È così che piange un foglio bianco. D’attese.
E un uomo piange dei compromessi che non sceglie. Gli rimangono sottopelle come parassiti spietati e pazienti.
Senza cura non si cura nulla. Né si crea. Al massimo si vomita. Ma certe volte è tutto quello che serve.
Ci sono troppe cose belle da fare. Tante che alla fine ci s’ammazza al solo accarezzarle, senza possederne alcuna. Ecco perché ci sono persone splendide che esplodono d’inutilità.
Io intanto infrango una bottiglia vuota, perché non voglio bere, voglio rompere. Tanto non c’è mai stato niente da bere in quella bottiglia. Ammetto che sono i cocci che mi interessano.
Ah quelli sì, belli appuntiti e taglienti, da tuffarmici nudo sopra e bagnare di sangue ciò che non lo merita.

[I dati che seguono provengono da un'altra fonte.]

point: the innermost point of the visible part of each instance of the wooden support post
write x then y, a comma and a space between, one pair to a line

Nemmeno il calore di questo sangue comprenderesti, figurati cosa questo alimenta, l’alito di vita che spira anche quando guardi dall’altra parte, la poesia sprecata mentre arricciavi i capelli e io neanche sapevo chi eri. Chi ero.

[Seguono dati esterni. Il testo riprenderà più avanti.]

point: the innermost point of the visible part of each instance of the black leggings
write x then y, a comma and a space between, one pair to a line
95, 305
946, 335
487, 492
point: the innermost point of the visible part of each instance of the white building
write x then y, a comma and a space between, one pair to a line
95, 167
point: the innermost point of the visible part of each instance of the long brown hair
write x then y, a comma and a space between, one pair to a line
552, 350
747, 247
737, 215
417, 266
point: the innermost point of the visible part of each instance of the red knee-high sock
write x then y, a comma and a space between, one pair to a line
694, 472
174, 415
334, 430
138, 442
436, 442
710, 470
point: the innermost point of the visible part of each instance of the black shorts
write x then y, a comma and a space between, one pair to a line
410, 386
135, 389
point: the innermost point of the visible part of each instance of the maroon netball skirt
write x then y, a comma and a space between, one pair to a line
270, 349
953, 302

Le cime di montagne d’acqua ho navigato, in balia di me, dei venti, degli altri, di tutto eccetto che di una bussola di cui mi fidassi. Sono onesto se dico che mi bastava il sapore del sale e rimanere in piedi dopo ogni bordata. Forse era sempre stato tutto un gioco… Anche quando dopo tutto quello che ho passato, sentivo ridere delle mie vesti strappate, del sangue che sgorgava e degli arti mutilati. Valeva comunque la pena. Vedervi così miserabili, dopo tutto.
Però ho da confessarmi che non era sale. Non era mare. Non lo è mai stato. Erano lacrime. Sono sempre state lacrime.